No dia em que começaram os trabalhos de construção, um pescador "cajun" (N. do T.: "cajuns" são os descendentes de habitantes das colônias francesas na América do Norte, de ascendência negra e indígena, que se estabeleceram na Lousiana no século XVIII) se aproximou na sua estreita e engenhosa canoa, confeccionada com um tronco oco. Ali esteve todo o dia, sob um sol abrasador, observando os estranhos homens brancos que construíam essa estranha plataforma falsa.

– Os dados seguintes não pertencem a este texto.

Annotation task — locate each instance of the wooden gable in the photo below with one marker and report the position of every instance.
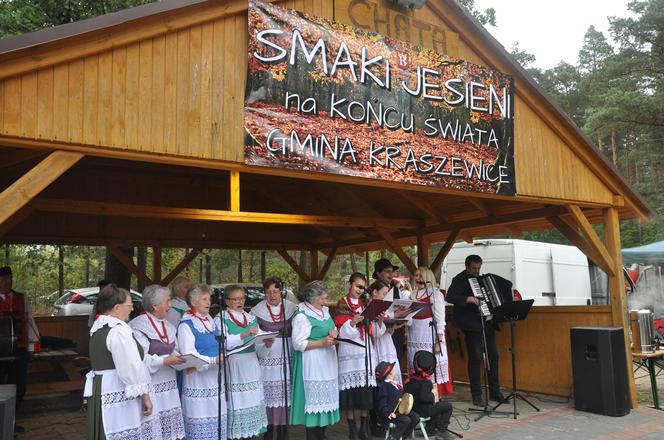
(172, 84)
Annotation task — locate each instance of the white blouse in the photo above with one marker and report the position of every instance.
(128, 364)
(142, 327)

No dia seguinte retornou na canoa com toda a família, sua mulher dando de mamar ao bebê, os demais filhos e a sogra, e ali ficaram, sob o sol abrasador, contemplando aquela tarefa absurda e incompreensível. Dois ou três anos depois estive em New Orleans de novo e ouvi dizer que os "cajuns" continuavam acudindo aos milhares para ver aquela curiosa plataforma de imitação que uns brancos haviam construído ali e logo abandonado.